More than 100 students at N.C. Central University are staying at the hotel, but when the shuttle bus picks them up for class, it pulls around to the hotel's back door.
"Racism is still going on, unfortunately," student Demetrius Thomas said.
Students were asked to sign contracts that list the hotel's rules. One of those rules instructs students to use the back or side entrances instead of the front door.
"To be told to use the back door, knowing we already paid to live here, we should be able to use all the facilities and come and go as we please," Thomas said.
Black mold was found in four residence halls on the campus at North Carolina Central. About 900 students are staying in local hotels while the dorms are renovated. University leaders said the Hilton did not mean to offend the students who are staying at the hotel.
"I've talked to management about how it would be perceived," said Jennifer Wilder of NCCU Residential Life. "We had a very long conversation, so I really don't think it was a racist move. They didn't think about how it would be perceived."
Hotel managers point out that the rooms students are assigned to are near the side and back doors. They thought it would be more convenient for students to use those entrances.

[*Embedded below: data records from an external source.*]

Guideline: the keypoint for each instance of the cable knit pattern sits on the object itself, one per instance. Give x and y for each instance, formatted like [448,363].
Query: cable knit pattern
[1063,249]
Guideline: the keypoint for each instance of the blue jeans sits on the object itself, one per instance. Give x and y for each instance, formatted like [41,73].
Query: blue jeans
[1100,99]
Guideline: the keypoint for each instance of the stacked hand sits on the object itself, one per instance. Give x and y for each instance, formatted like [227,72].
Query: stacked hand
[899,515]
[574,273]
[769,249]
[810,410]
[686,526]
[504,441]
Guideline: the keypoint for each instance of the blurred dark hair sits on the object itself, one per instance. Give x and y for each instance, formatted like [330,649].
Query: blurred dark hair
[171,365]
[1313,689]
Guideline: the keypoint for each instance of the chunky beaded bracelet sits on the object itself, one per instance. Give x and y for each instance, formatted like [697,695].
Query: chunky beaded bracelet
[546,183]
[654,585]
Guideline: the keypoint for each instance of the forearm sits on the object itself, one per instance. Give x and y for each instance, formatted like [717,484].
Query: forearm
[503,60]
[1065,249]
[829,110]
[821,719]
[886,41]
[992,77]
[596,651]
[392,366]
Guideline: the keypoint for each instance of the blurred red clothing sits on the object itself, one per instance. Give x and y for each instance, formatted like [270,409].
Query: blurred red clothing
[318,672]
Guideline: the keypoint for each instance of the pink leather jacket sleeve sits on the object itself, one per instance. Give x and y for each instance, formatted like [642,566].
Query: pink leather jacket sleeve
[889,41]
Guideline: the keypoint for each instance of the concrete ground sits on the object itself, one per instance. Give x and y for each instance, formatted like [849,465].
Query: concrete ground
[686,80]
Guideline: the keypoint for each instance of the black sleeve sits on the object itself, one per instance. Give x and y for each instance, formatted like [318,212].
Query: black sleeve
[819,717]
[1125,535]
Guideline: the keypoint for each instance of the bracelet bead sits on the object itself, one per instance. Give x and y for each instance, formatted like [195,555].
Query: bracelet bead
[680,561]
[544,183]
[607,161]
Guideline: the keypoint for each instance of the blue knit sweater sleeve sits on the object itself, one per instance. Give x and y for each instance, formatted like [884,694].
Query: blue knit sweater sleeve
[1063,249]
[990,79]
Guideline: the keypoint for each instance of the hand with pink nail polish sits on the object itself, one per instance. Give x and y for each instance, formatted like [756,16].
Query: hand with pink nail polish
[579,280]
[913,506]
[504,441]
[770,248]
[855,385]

"They changed the locks on those doors, so their keys would fit and they could get in and out and not have to walk all the way through to get to the hotel," Wilder said.
The hotel's general manager said the policy was misinterpreted by people who saw it as an affront to the school's mostly black student body.
N.C. Central chancellor James H. Ammons had called the policy "unconscionable" and one student said it was reminiscent of Jim Crow laws.
The policy now has been removed from a hotel contract that students were asked to sign.